The dark, awe-inspiring, and triumphant tale of Gol D. Roger and his meteoric rise to the pinnacle of Piracy as well as his equally meteoric downfall.
-Gold Roger x Rouge. Pg-13/R for swearing, sexuality, violence, disturbing scenes.
XX
The Chronicle of a King
A fanfiction by Syunikiss Mizer & GeckoMoriaShdowLord
XX
Prologue
The bells tolled throughout the city, somberly. Each sonorous peal could be felt as a fundamental reverberation in the chests of the thousands assembled that day to see the execution of the Pirate King. There must have been thousands upon thousands there that fateful day, all packed like sardines in the can, elbows digging into sides and feet trotting upon sensitive feet; but the air was hushed. Everything silent except for the endless tolling of the funeral bells and for the whispering noise which rustled through the crowd like wind through so much dry and withered leaves.

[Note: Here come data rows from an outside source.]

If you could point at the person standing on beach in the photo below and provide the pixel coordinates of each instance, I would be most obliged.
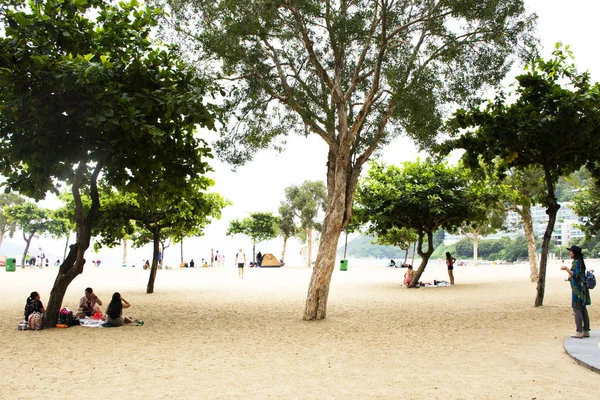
(240, 259)
(450, 264)
(580, 294)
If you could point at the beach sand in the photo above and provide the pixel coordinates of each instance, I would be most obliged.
(210, 335)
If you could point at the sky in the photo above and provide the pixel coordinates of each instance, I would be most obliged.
(259, 185)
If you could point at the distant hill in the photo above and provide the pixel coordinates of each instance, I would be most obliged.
(361, 247)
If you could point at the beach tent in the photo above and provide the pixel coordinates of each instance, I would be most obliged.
(269, 260)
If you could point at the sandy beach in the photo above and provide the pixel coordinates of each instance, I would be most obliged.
(210, 335)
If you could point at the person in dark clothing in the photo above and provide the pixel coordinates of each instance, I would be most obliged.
(33, 304)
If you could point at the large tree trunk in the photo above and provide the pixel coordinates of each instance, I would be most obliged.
(156, 243)
(66, 246)
(475, 248)
(73, 264)
(341, 184)
(424, 257)
(529, 236)
(309, 240)
(552, 210)
(27, 243)
(2, 233)
(284, 246)
(124, 251)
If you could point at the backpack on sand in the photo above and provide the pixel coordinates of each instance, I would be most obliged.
(590, 279)
(34, 322)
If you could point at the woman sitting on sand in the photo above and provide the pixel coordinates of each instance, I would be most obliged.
(33, 304)
(114, 312)
(408, 275)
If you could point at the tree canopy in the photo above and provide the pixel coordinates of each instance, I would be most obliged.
(421, 196)
(355, 73)
(85, 93)
(553, 123)
(259, 226)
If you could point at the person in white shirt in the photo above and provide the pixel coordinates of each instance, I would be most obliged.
(240, 259)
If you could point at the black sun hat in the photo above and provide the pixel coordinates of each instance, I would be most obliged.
(575, 249)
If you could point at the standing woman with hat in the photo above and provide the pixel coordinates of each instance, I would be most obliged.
(580, 297)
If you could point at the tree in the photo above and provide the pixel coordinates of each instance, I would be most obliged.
(354, 225)
(587, 205)
(7, 225)
(355, 73)
(306, 202)
(259, 226)
(421, 196)
(31, 220)
(490, 221)
(103, 100)
(182, 209)
(401, 237)
(526, 188)
(287, 226)
(553, 123)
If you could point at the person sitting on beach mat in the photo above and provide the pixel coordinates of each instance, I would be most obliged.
(88, 304)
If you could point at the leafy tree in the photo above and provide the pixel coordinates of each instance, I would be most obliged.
(526, 188)
(31, 220)
(421, 196)
(553, 124)
(287, 226)
(353, 226)
(587, 205)
(491, 219)
(400, 237)
(7, 225)
(366, 247)
(354, 73)
(157, 206)
(102, 100)
(306, 202)
(259, 226)
(464, 248)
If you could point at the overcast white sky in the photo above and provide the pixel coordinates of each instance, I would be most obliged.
(259, 186)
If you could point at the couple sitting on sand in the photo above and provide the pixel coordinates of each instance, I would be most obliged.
(89, 304)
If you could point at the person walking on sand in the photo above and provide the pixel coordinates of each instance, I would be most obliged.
(240, 260)
(580, 294)
(450, 264)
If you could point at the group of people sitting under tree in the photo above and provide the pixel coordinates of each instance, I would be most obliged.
(89, 304)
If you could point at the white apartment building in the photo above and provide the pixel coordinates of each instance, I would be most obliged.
(565, 228)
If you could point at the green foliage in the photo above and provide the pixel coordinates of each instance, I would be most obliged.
(287, 226)
(8, 225)
(400, 237)
(422, 196)
(259, 226)
(365, 247)
(553, 124)
(304, 64)
(306, 202)
(586, 204)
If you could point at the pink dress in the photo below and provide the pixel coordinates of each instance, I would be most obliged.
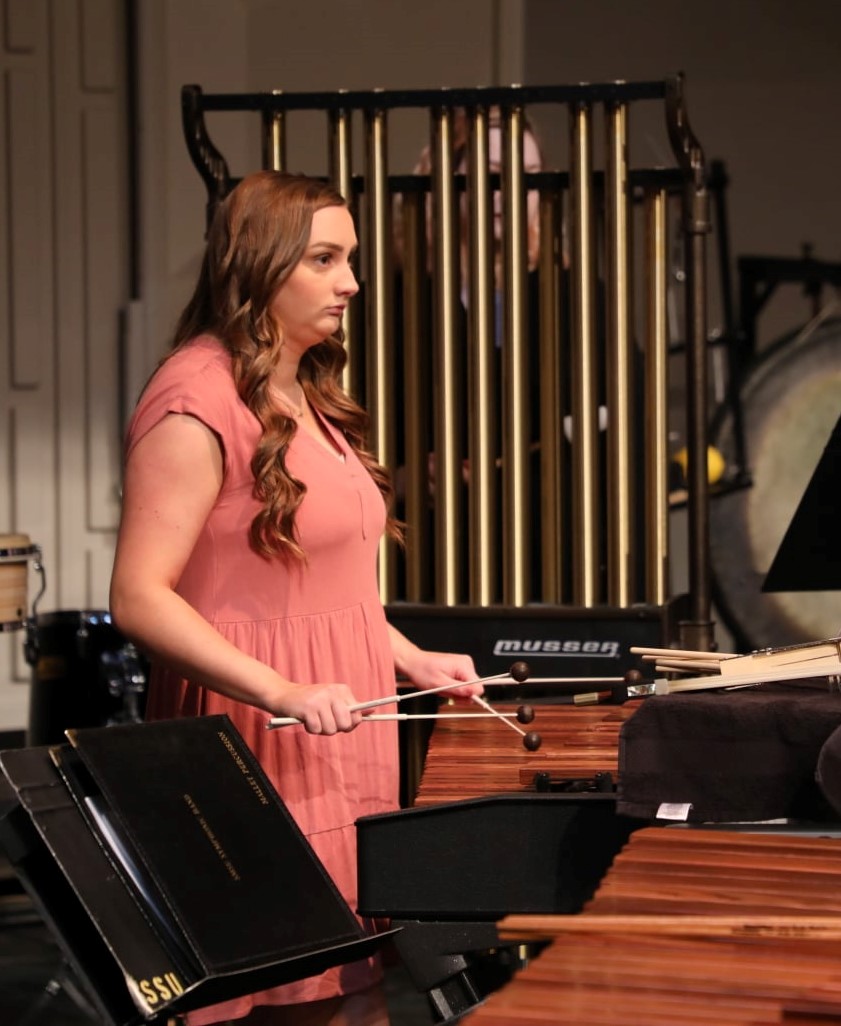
(318, 622)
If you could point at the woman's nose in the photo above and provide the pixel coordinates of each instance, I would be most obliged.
(348, 284)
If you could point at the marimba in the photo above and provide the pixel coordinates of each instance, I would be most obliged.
(699, 926)
(473, 757)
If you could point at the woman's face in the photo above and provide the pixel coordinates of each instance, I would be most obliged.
(310, 304)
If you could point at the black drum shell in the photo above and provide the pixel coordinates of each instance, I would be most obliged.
(791, 402)
(67, 649)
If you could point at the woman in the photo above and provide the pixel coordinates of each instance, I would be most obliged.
(246, 556)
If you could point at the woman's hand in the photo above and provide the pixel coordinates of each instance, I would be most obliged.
(321, 708)
(432, 669)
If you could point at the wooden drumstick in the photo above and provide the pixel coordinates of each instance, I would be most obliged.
(518, 672)
(495, 712)
(384, 717)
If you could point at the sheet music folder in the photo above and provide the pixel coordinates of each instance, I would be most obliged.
(809, 556)
(169, 869)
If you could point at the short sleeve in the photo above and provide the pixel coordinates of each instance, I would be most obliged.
(195, 381)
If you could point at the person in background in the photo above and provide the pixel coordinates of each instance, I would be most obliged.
(246, 555)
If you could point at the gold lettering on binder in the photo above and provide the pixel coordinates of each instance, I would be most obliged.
(161, 988)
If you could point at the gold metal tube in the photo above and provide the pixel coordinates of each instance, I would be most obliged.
(550, 269)
(274, 139)
(341, 170)
(621, 553)
(482, 432)
(378, 360)
(656, 420)
(446, 280)
(416, 389)
(516, 496)
(586, 509)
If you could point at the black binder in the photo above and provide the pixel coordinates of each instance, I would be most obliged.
(809, 556)
(169, 869)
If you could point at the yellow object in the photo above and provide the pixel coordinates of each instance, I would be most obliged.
(715, 463)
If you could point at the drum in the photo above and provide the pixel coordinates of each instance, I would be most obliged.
(791, 404)
(15, 551)
(84, 673)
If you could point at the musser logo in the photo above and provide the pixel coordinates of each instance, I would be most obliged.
(557, 646)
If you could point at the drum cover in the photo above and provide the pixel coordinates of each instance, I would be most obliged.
(791, 403)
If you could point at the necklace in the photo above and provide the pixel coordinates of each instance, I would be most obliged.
(296, 410)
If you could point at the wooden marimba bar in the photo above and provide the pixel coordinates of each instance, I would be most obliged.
(479, 756)
(689, 926)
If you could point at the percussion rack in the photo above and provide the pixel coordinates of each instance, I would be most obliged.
(599, 204)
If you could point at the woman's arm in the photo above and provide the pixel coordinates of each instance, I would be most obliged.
(172, 478)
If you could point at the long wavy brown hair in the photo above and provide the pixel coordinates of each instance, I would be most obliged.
(257, 235)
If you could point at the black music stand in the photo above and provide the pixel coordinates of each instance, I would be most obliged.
(809, 556)
(169, 870)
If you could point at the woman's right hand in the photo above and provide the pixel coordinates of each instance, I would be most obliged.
(321, 708)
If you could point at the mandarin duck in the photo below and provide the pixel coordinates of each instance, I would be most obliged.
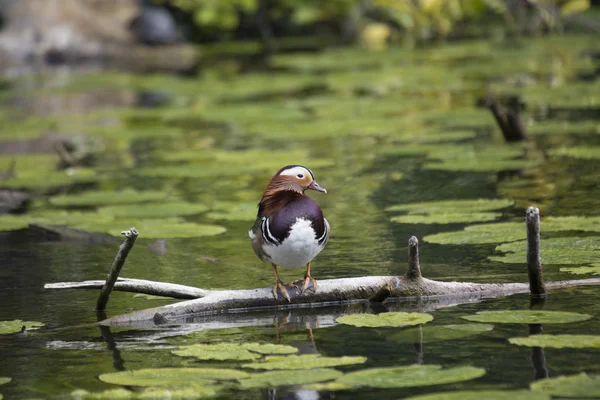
(290, 229)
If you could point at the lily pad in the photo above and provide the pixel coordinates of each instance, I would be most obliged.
(171, 376)
(558, 341)
(513, 231)
(13, 222)
(154, 210)
(15, 326)
(563, 250)
(385, 319)
(116, 394)
(409, 376)
(232, 351)
(188, 392)
(269, 348)
(445, 218)
(483, 394)
(107, 197)
(290, 377)
(305, 361)
(155, 229)
(464, 206)
(481, 234)
(584, 152)
(431, 334)
(576, 386)
(594, 269)
(233, 211)
(527, 317)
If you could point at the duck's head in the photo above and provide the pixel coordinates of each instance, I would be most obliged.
(295, 178)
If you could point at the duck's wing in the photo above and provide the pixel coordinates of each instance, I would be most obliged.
(257, 239)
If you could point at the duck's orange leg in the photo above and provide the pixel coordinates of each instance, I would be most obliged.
(308, 282)
(280, 287)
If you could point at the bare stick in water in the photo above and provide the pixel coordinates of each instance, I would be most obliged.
(130, 237)
(534, 262)
(414, 268)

The procession had begun from the large jail a mile or so from the city's central plaza and it winded slowly, snakelike, through the packed and dirty streets of the city.
The city of the beginning and of the end. Lougetown.
He walked to his death with a strange species of pride and of resolution. He was already dying anyway. Better to die, elevated on a platform, with seastone handcuffs on his broad wrists and with twin lances piercing his heart and vital organs. Better to die as he had lived. Better to die like a pirate.
He walked with a slow and steady gait, wanting the crowds to take a good look at him, wanting to be remembered forever even after he had drawn his last breath, eaten his last meal, and dropped his last shit. Rayleigh had always accused him of a taste for flair, and Roger had never denied it.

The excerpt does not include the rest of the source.